You can use air nails or crown staples too.

If you don't have a biscuit joiner rabbets/dados 
are another alignment option. Screws provide
strength and clamping but unless you have an
accurate way of pilot drilling all parts it can be
tricky to get the parts assembled.


----------



## Be58pilot (Jan 31, 2018)

I will confess that I am no expert on the matter, but if it was me, I would probably consider cutting rabbets and/or dados and using a healthy amount of glue.


----------



## MT_Stringer (Jul 21, 2009)

Pocket screws driven into the side of the cabinet will hold the face frame securely until the glue dries. There have been times that I removed the screws after the glue had plenty of time to dry.


----------



## MrRon (Jul 9, 2009)

In any cabinet construction, a good glue joint is all that is needed. The joint has to be clamped until the glue sets, but if clamps cannot be used, nails or screws serve as clamps. A good glue joint needs to be; clean, well fitting with no gaps. Glue has to be spread on both surfaces and there has to be squeeze out. That ensures there is adequate glue in the joint. Of course it needs a good glue. I would use Titebond II. Pocket screws into solid wood is OK, but I don't like using pocket screws into plywood, especially if the plywood is of poor quality. Baltic Birch is fine.


----------



## Carloz (Oct 12, 2016)

If possible screw threads should only go into the stronger material and the weaker material should be held by the screw cap not the threads.
In case of pocket holes you are screwing into hardwood ( good ) in case of through screws you are screwing into plywood ( weak ).


----------



## rbrjr1 (Nov 2, 2017)

screwing into the edge of plywood will split it every time due to the nature of the lamination (sometimes even if you pre-drill the holes).

pocket holes from the side are a better bet.


----------



## JackDuren (Oct 10, 2015)

But a waste if you have glue and clamps…


----------



## AlaskaGuy (Jan 29, 2012)

I have used butt joints and screws for way over 20 years, plenty strong even for your heavy countertop. The 20 years or so before that I did the dado, glue and nail or screw thing. You most certainly can screw into the edge of plywood, MDF and other material without splitting. I know because I do it/ done it a lot. Never had a cabinet fall apart.

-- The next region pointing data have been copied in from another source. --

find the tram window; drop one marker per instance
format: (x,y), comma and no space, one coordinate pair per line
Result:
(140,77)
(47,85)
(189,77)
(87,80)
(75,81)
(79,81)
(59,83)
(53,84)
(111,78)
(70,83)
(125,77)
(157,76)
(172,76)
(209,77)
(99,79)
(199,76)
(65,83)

That being said, there about a million ways to build a cabinet box. Most any of them work fine. It's more about how you like to do it than anything else.

I now build with butt joints and good quality screws. Good quality screws are not drywall screws. Depending on material I use confirmats screws or a good brand name assembly screw.

I tack my boxe together with a brad nailer, use a rubber mallet to fine tune anything that might be misaligned and the add the screws. When adding the screws use as counter sink setup that drill a pilot hole and dimples the surface at the same time and drive your screw in. If I have intermediate shelves or parts I'll use a couple of spacers to position them in place and tack them there and add the screws. If I do have a very complicated peace and a set of cubbies then I'll dado a 1/8 deep dado to help aling parts.
The KISS system works every time.

Edit to add. I use 3/4 backs










Plenty of screws going into the edge of the plywood and no splitting.


----------